Background: Intravesical bacillus Calmette-Guerin (BCG) is widely used in the management of bladder cancer but because it is a living organism, local and disseminated infection may result.
Methods: A prospective assessment of complications of this therapy in 200 patients in Queensland was performed. A review of management of complications of intravesical BCG was also carried out.

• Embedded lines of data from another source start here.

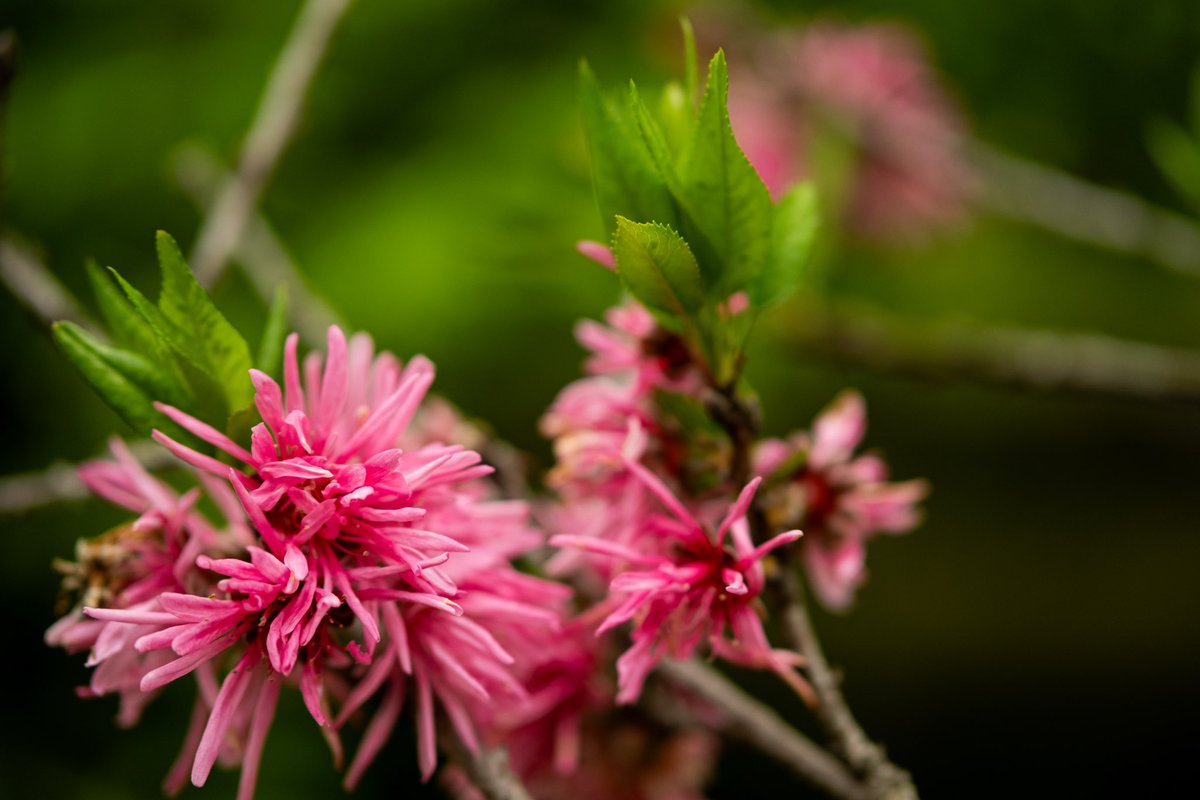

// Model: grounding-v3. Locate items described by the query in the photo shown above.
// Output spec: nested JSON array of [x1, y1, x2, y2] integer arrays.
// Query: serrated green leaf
[[155, 231, 254, 411], [613, 217, 705, 318], [55, 319, 190, 406], [257, 283, 289, 373], [111, 264, 235, 426], [108, 267, 180, 361], [1148, 119, 1200, 211], [579, 62, 677, 236], [86, 260, 158, 355], [52, 321, 167, 435], [678, 51, 772, 294], [753, 183, 820, 308], [629, 82, 679, 180]]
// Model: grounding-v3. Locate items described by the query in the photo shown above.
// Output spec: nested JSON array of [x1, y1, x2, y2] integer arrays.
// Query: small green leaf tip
[[677, 48, 771, 296], [153, 230, 254, 414]]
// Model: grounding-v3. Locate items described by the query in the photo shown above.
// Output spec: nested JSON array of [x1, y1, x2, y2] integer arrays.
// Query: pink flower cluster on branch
[[543, 294, 812, 704], [48, 326, 593, 798]]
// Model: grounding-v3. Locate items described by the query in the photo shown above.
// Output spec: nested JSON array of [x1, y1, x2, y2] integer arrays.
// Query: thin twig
[[706, 370, 917, 799], [656, 659, 866, 800], [776, 574, 916, 800], [175, 144, 345, 344], [191, 0, 355, 288], [446, 740, 533, 800], [778, 295, 1200, 403], [0, 234, 96, 330], [972, 141, 1200, 279], [0, 439, 171, 516]]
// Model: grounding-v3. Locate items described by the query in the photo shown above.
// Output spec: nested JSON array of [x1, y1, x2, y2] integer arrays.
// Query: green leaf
[[678, 51, 772, 294], [52, 321, 168, 435], [752, 183, 820, 308], [658, 81, 691, 154], [628, 82, 679, 181], [257, 283, 289, 374], [579, 62, 677, 236], [1148, 118, 1200, 211], [612, 216, 705, 318], [155, 231, 254, 410], [86, 260, 158, 356], [110, 262, 238, 426]]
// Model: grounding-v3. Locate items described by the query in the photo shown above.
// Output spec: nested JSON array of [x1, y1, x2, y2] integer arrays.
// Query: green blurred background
[[2, 0, 1199, 797]]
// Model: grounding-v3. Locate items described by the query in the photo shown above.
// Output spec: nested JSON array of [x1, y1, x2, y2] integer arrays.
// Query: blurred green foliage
[[3, 1, 1199, 798]]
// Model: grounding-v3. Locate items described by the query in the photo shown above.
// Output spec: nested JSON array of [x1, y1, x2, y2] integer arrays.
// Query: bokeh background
[[2, 0, 1199, 797]]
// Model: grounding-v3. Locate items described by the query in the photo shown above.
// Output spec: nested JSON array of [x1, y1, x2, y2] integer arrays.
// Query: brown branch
[[776, 294, 1200, 403], [174, 144, 345, 344], [190, 0, 355, 288], [655, 659, 866, 800], [972, 142, 1200, 279]]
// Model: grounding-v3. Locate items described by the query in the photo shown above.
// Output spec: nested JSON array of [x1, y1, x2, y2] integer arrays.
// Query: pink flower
[[497, 617, 611, 779], [553, 458, 806, 704], [574, 300, 704, 395], [755, 390, 929, 610], [337, 567, 571, 786], [45, 438, 228, 728], [726, 21, 975, 242], [68, 326, 553, 797]]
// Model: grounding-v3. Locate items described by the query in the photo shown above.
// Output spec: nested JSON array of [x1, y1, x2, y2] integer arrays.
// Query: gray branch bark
[[973, 142, 1200, 279], [656, 659, 867, 800], [779, 295, 1200, 403], [191, 0, 355, 287], [175, 144, 345, 344]]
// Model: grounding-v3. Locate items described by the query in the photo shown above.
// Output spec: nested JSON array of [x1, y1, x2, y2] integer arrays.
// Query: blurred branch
[[656, 659, 866, 800], [191, 0, 355, 288], [779, 295, 1200, 402], [175, 144, 345, 344], [972, 141, 1200, 279], [443, 736, 532, 800], [0, 439, 169, 516], [0, 234, 96, 330]]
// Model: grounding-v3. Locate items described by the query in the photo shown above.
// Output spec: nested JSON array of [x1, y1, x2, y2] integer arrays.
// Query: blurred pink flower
[[727, 20, 975, 242], [755, 390, 929, 610]]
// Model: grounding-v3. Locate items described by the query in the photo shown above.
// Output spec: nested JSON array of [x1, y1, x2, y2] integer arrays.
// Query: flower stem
[[707, 381, 919, 799]]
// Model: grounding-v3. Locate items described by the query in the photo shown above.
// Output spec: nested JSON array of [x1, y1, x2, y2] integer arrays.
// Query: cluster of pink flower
[[721, 20, 975, 242], [47, 327, 596, 798], [542, 261, 927, 702], [49, 306, 925, 798]]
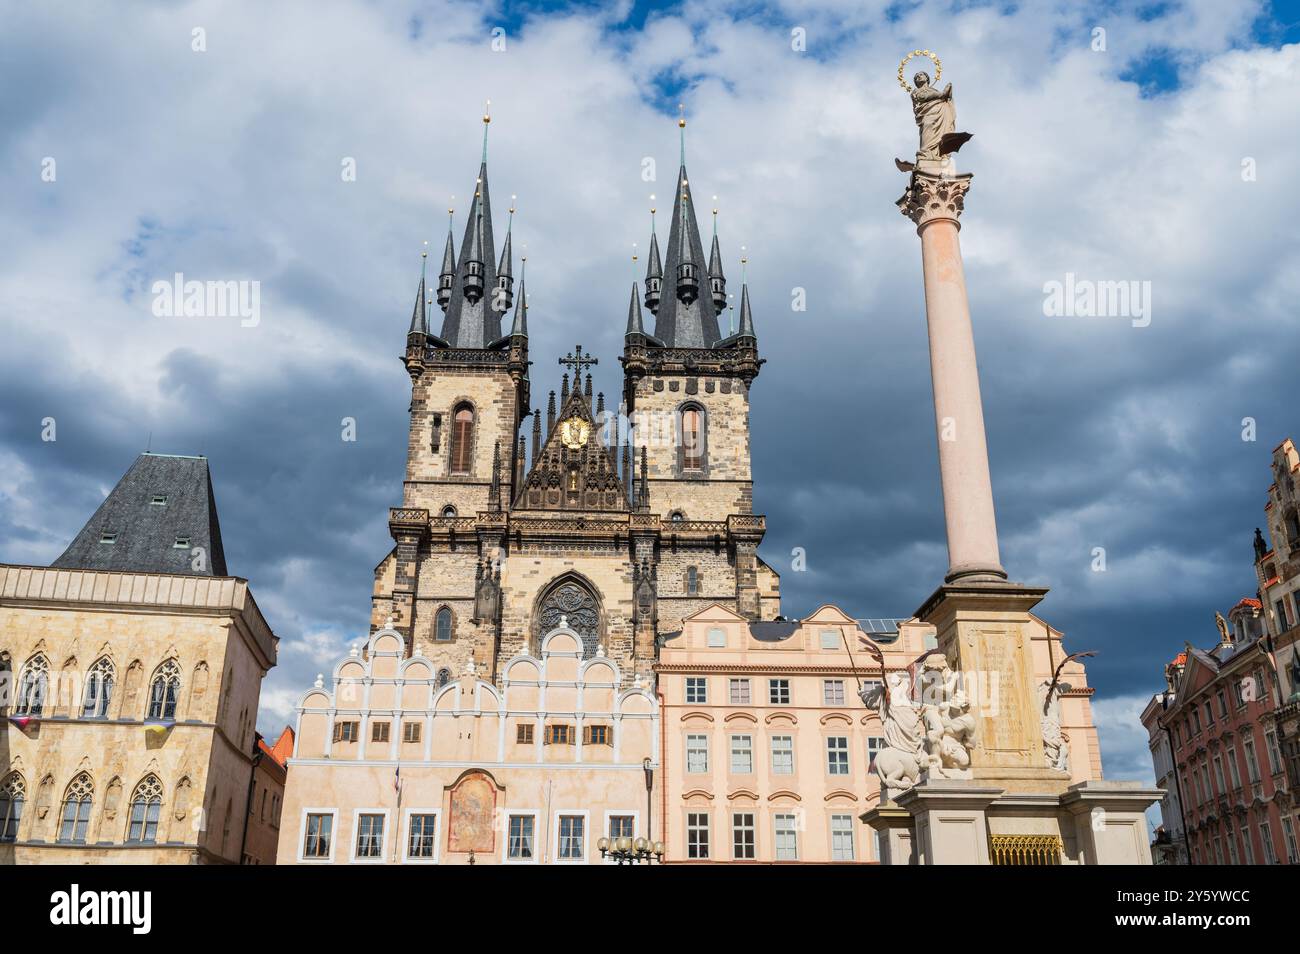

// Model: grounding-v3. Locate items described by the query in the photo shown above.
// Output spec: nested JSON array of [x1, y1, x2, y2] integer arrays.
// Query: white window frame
[[823, 679, 845, 706], [686, 677, 708, 704], [729, 678, 751, 705], [350, 807, 389, 864], [297, 807, 338, 863], [769, 678, 790, 705], [826, 736, 850, 776], [502, 809, 541, 865], [686, 733, 709, 773], [820, 629, 839, 650], [686, 810, 711, 860], [830, 812, 855, 861], [770, 734, 795, 775], [773, 813, 799, 861], [401, 807, 441, 864], [552, 809, 591, 865], [600, 809, 641, 864], [731, 810, 756, 860], [729, 734, 754, 775], [707, 627, 726, 648]]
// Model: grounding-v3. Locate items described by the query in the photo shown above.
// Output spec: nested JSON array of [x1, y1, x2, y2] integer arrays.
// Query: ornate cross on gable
[[559, 344, 598, 377]]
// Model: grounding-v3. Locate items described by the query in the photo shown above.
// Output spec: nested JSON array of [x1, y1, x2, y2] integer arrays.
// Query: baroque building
[[373, 116, 778, 686], [0, 453, 279, 864]]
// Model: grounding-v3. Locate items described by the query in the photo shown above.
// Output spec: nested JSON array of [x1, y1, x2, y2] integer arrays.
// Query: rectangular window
[[402, 721, 421, 743], [823, 679, 845, 706], [1244, 739, 1261, 784], [584, 725, 610, 746], [729, 734, 753, 774], [774, 814, 798, 861], [866, 736, 885, 765], [686, 734, 709, 773], [1261, 822, 1277, 864], [1266, 730, 1283, 774], [707, 627, 726, 648], [516, 723, 534, 744], [303, 813, 333, 859], [826, 736, 850, 775], [1242, 827, 1255, 864], [820, 629, 839, 650], [732, 812, 755, 860], [687, 812, 710, 859], [407, 814, 437, 859], [729, 678, 751, 705], [771, 735, 794, 775], [1212, 757, 1226, 795], [1226, 747, 1242, 789], [1217, 690, 1228, 718], [768, 679, 790, 705], [608, 815, 634, 840], [1277, 599, 1291, 631], [546, 724, 572, 745], [1284, 817, 1299, 864], [173, 536, 190, 549], [508, 815, 534, 860], [686, 677, 708, 704], [100, 532, 118, 544], [1203, 701, 1214, 726], [831, 814, 855, 861], [558, 815, 585, 861], [150, 494, 168, 506], [355, 813, 385, 859], [333, 721, 359, 743], [371, 721, 390, 743]]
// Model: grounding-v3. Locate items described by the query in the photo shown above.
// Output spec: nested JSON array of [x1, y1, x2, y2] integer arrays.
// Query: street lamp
[[597, 834, 665, 865]]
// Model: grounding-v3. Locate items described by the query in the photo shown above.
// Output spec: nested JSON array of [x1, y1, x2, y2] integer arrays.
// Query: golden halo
[[897, 49, 942, 92]]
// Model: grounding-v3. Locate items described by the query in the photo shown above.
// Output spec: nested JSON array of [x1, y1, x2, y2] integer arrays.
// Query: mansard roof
[[52, 453, 228, 576]]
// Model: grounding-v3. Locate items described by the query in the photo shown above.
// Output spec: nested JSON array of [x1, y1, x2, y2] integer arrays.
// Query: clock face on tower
[[559, 417, 590, 449]]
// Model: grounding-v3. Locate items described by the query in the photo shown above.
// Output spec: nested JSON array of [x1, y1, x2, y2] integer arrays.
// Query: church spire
[[436, 110, 502, 349], [650, 157, 720, 347], [510, 256, 528, 338], [737, 279, 756, 341], [708, 203, 727, 315], [625, 282, 645, 339]]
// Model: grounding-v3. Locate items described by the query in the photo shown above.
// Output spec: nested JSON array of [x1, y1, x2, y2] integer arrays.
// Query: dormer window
[[150, 495, 168, 506], [100, 532, 118, 545]]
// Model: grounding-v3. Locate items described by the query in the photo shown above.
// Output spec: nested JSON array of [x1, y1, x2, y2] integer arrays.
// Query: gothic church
[[373, 118, 780, 685]]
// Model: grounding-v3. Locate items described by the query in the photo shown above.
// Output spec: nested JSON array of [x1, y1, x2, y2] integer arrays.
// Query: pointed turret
[[437, 115, 503, 348], [494, 201, 515, 315], [510, 262, 528, 339], [708, 223, 727, 315], [644, 215, 663, 315], [408, 246, 429, 339], [625, 282, 645, 340], [436, 219, 456, 313], [736, 282, 756, 341]]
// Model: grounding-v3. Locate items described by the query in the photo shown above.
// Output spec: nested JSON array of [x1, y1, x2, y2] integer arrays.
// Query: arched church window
[[0, 772, 24, 842], [687, 566, 699, 595], [147, 660, 181, 720], [127, 775, 163, 843], [59, 773, 94, 843], [436, 668, 451, 688], [450, 404, 474, 475], [16, 654, 48, 716], [670, 511, 685, 523], [82, 657, 115, 718], [435, 607, 453, 642], [680, 405, 705, 472], [535, 580, 601, 659], [441, 505, 457, 518]]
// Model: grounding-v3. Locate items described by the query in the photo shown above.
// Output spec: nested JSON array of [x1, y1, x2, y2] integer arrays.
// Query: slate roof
[[437, 161, 505, 349], [650, 165, 723, 348], [51, 453, 229, 576]]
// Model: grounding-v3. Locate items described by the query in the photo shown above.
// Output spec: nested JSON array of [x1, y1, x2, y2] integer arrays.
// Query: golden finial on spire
[[422, 239, 428, 259], [484, 99, 492, 124], [678, 103, 685, 129], [509, 193, 516, 215], [649, 194, 656, 215]]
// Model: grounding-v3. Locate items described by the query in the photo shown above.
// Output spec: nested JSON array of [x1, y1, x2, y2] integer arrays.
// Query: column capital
[[897, 170, 973, 230]]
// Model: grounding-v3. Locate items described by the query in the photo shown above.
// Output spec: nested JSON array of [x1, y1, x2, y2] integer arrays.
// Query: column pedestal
[[895, 781, 1002, 865], [1061, 781, 1164, 865]]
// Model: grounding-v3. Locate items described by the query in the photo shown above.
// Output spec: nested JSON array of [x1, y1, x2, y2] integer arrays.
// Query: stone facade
[[241, 727, 292, 865], [278, 625, 659, 864], [0, 565, 277, 864]]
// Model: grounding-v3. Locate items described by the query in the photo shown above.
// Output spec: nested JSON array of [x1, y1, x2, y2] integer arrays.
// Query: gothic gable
[[514, 387, 628, 512]]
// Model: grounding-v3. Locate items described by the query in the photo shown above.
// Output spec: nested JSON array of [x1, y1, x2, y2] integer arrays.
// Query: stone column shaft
[[902, 171, 1005, 583]]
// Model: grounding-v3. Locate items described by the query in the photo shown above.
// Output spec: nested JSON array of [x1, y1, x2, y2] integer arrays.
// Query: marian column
[[892, 55, 1054, 792]]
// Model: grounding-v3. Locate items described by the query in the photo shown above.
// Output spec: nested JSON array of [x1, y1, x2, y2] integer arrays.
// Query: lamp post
[[597, 757, 664, 864]]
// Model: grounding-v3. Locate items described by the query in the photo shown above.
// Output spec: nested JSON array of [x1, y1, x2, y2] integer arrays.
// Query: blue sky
[[2, 0, 1299, 794]]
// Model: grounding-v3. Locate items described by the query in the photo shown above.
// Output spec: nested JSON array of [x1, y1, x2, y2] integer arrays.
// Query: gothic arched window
[[687, 566, 699, 595], [436, 668, 451, 688], [0, 772, 24, 842], [450, 403, 475, 475], [441, 505, 457, 518], [147, 660, 181, 720], [679, 405, 705, 472], [535, 579, 601, 658], [127, 775, 163, 843], [435, 607, 453, 642], [59, 773, 94, 843], [16, 654, 49, 716], [82, 657, 115, 719]]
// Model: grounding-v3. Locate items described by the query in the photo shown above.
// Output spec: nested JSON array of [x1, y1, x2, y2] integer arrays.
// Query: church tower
[[372, 113, 778, 687]]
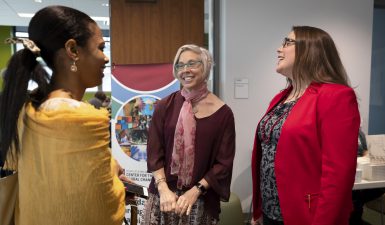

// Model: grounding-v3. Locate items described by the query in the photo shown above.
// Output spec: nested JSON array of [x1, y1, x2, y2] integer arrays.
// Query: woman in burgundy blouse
[[141, 44, 236, 225]]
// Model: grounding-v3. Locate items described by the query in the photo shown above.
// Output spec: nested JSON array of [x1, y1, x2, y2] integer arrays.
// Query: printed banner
[[111, 63, 179, 224]]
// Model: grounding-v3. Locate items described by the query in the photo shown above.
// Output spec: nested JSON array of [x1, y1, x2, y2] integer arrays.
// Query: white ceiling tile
[[0, 0, 109, 29]]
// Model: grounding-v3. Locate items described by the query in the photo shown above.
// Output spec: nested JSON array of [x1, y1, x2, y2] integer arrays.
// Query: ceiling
[[0, 0, 384, 32], [0, 0, 110, 30]]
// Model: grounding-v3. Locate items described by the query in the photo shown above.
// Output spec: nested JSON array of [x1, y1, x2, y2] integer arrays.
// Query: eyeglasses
[[282, 37, 296, 48], [174, 60, 202, 71]]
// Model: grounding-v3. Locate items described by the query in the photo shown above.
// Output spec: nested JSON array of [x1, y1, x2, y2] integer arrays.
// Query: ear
[[64, 39, 79, 60]]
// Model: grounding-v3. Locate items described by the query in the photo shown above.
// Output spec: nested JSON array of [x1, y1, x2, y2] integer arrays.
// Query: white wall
[[219, 0, 373, 212]]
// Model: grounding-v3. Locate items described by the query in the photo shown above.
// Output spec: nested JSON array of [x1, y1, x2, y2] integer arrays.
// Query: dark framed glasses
[[282, 37, 296, 48]]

Results: Major side effects were rare. Cystitis was the most common side effect, being seen to some degree in all patients, although only forcing cessation of BCG therapy in two patients. Two patients developed persistent cystitis necessitating institution of isoniazid and rifampicin. Two patients had culture-proven bladder infection that presented several months after the BCG treatment. These patients also responded to two-drug antituberculous therapy. While low-grade fever is very common with this therapy, seven patients (3.5%) had fevers of > 39 degrees C within 48 h of receiving BCG. Fevers may be an indication of severe disseminated mycobacterial infection, which has a high mortality, so it needs to be treated aggressively. Alternatively bacterial sepsis with gram-negative bacterial pathogens or a hypersensitivity reaction to BCG may cause this degree of fever, and cannot be rapidly distinguished from fulminant mycobacterial infection. One patient in the present series developed pneumonia attributed to mycobacterial dissemination.
Conclusions: The key to appropriate management of complications of BCG therapy is awareness of their possibility, even months or years after the therapy has been given. Appropriate empirical therapy in acute situations and mycobacterial culture in chronic situations can then be performed.